A controversial autism treatment has gotten a credibility boost. The first rigorously scientific study of hyperbaric oxygen treatment, in which autistic children breathe in extra oxygen inside a pressurized chamber, found that children who received the treatment showed improvement in social interactions, although researchers note that the small study didn't examine whether the treatment had long-term effects. Study leader Dan Rossignol says
the use of hyperbaric therapy for autism has been gaining popularity in the US where parents can buy their own hyperbaric chamber if they have a spare $14-17,000 [BBC News].

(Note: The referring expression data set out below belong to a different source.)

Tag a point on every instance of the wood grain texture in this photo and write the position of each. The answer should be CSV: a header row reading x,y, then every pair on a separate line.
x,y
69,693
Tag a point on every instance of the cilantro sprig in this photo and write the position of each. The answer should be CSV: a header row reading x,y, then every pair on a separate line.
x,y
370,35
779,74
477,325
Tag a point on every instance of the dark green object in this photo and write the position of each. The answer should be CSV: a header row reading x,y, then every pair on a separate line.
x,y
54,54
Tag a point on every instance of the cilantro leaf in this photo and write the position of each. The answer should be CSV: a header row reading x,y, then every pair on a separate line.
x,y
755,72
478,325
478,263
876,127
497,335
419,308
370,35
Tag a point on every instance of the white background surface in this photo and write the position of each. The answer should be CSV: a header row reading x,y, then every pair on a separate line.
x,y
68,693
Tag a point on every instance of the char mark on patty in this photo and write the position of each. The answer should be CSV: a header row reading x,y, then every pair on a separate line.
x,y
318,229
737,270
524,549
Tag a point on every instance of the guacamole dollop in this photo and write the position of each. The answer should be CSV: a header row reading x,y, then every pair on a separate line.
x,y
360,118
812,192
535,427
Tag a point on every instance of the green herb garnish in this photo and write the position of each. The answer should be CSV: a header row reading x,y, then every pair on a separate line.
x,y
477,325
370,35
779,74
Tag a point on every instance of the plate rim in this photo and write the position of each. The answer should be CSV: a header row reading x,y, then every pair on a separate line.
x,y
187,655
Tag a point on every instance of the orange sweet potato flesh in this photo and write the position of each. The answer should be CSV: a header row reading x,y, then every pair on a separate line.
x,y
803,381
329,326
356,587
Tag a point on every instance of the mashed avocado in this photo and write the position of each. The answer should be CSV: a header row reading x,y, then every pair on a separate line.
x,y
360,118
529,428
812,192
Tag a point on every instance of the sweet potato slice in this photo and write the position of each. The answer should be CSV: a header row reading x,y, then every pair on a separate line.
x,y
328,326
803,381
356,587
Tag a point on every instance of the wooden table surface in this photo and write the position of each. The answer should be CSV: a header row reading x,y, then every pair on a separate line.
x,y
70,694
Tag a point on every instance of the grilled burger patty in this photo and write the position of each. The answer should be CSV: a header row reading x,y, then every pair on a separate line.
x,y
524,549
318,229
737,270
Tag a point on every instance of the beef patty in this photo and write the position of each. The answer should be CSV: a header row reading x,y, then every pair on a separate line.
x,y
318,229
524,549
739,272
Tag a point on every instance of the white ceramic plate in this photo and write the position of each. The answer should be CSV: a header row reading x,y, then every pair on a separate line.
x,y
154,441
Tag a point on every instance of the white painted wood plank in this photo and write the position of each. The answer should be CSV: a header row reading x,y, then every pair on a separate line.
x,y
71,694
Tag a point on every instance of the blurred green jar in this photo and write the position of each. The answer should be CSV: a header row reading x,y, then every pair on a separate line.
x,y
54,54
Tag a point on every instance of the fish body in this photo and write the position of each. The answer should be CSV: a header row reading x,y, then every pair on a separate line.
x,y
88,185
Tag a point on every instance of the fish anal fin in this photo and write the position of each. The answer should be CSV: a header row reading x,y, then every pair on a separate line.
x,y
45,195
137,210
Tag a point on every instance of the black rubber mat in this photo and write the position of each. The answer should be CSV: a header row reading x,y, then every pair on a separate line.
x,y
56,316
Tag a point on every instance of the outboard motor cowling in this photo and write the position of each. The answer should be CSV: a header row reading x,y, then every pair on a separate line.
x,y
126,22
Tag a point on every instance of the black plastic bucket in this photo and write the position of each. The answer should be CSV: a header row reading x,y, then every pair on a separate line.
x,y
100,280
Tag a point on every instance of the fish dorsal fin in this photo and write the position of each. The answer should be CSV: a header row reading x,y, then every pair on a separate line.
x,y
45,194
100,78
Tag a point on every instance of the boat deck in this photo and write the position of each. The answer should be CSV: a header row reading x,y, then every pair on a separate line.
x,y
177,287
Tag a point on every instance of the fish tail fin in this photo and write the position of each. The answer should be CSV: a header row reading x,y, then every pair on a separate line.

Other parents take their children to clinics for treatments that usually cost between $120 and $150 per session, and which typically aren't covered by insurance providers. Rossignol says he expects the findings to generate controversy, and notes that
he too was initially very sceptical of the idea but was prompted to do more research after the treatment showed benefits for his two sons who have autism. "We're certainly not talking about a cure, we're talking about improvements in behaviour, improving certain functions and quality of life" [BBC News].
The new study was the first randomized, double-blind study of the treatment, meaning that neither the subjects nor the examiners knew which children received the high-oxygen air in a room with increased pressure, and which children received normal air. The study
of 62 children found that those who received 40 hours of treatment over a month were less irritable, more responsive when people spoke to them, made more eye contact and were more sociable than kids who didn’t receive it. They were also less sensitive to noise (some autistic children experience a kind of sensory overload from loud sounds and background noise). The most improvement was observed in kids older than five (the study included children ages two to seven) who had milder autism [Scientific American].
Researchers aren't sure why the treatment may be having a beneficial effect on autistic kids.
One theory is that oxygen can help reduce inflammation and improve flow of oxygen to brain tissue. Hyperbaric treatment ... has been shown to have some benefit in other neurological conditions such as fetal alcohol syndrome and cerebral palsy [BBC News].
Researchers say the study's positive results, published in the journal BMC Pediatrics, should prompt further investigations. But not everyone is convinced that the results will bear up under scrutiny.
Critics also note that Rossignal [sic] is one of the biggest promoters of hyperbaric oxygen therapy for autistic children and has staked his career on obtaining positive results. The study was funded by manufacturers of the devices, who also have a vested interest [Los Angeles Times blog].